The Bronze Horseman, one of many tributes to the city’s founder, Peter the Great, stands in Senatskaia Ploschad. It sits near the Admiralty facing the Neva River, not far from St. Isaac’s Cathedral.
Sponsored by Catherine the Great as a tribute to Tsar Peter, it shows the founder of St. Petersburg atop a horse, in Roman style. With a pedestal made from a single block of red granite molded in the shape of a cliff, it is one of the cities must-see outdoor attractions.
The Alexander Column is another monument to one of Russia’s rulers, in this case the Tsar who opposed Napoleon in the early 19th century. Almost 156 feet/47.5 m tall, it is topped with an angel holding a cross. Interestingly, like many aspects of St. Petersburg, the style of the cross is not Russian Orthodox, but Protestant. Designed by the architect of St. Isaac’s Cathedral it is one of the city’s finest outdoor sights.
Catherine the Great
Unveiled in 1873, this outstanding work depicts the woman who almost single-handedly led Russia into the modern European world. She is surrounded by several figures who helped carry out her plans. There are images of General Suvorov, Prince Potemkin and Ekaterina Dashkova, the first woman to chair the Russian Academy of Sciences.
Located just off Nevsky Prospekt, not far from Anichkov Palace, it shows the great woman in a contemplative pose, holding her scepter and an olive wreath. The pedestal is intricately carved and adds to the effect of this fine monument.
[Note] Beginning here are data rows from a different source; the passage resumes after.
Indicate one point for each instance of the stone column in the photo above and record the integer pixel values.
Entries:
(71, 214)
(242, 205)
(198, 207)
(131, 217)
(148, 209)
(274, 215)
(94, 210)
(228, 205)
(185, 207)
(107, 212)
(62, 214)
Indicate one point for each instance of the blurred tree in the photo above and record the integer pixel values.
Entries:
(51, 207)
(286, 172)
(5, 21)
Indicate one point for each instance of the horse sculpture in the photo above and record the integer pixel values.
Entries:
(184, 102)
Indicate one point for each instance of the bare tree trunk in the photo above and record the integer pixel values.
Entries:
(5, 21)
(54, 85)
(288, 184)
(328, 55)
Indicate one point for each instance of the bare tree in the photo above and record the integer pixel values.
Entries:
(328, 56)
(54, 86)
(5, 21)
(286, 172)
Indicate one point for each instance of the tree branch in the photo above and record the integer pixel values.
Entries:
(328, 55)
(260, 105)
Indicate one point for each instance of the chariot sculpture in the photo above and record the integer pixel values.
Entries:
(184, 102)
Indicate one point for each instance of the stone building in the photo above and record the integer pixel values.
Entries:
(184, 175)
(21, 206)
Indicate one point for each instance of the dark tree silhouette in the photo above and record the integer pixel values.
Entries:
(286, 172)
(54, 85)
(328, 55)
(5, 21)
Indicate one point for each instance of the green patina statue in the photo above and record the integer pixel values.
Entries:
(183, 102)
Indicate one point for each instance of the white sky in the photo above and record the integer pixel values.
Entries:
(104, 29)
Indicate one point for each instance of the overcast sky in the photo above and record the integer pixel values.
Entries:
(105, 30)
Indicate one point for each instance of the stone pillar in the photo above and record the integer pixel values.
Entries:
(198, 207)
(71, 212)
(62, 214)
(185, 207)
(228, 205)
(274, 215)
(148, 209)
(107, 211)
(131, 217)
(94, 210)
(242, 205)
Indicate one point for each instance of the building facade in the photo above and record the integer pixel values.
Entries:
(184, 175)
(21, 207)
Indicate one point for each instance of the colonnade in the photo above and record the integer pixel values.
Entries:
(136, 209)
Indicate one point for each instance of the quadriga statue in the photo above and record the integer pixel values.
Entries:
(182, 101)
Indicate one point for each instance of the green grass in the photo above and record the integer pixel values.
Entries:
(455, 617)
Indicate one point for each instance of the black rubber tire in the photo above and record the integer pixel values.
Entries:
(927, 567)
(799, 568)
But not all monuments in St. Petersburg are dedicated to its rulers. Among this city of culture is a great statue of the famed writer Dostoyevsky, erected only in 1997. The sculpture is located in Vladimirskaya Ploshchad, across from Vladimir Cathedral in the neighborhood where the great author began and ended his career.
Though a recent work, it is (unlike many modern sculptures) recognizable and a tribute to a giant of literature. Seated, observing his surroundings, the statue shows him relaxed, but concentrated as befits the subject.
Siege of Leningrad
Last, but far from least on our list, is the superb monument to those who withstood the 900-day Siege of Leningrad during WWII. St. Petersburg was renamed Leningrad after the Bolshevik Revolution, then reverted to its historical name after the dissolution of the Soviet system.
At the center is an obelisk that serves as the focal point of a ring lit with gas torches. Unlike many outdoor monuments, this one has an interior as well. In an underground memorial hall there is an exhibition that provides a wealth of sights and information about that historic period of St. Petersburg’s past.
There are numerous sculptures, a documentary and English-speaking guides that add to the experience.
One could easily spend a week or more just walking and viewing St. Petersburg’s impressive list of monuments. The Narva Triumphal Arch, the Moscow Triumphal Gates and even the humble statue of the ‘Tsar Carpenter’ and many more are all worth a visit in this city dedicated to culture.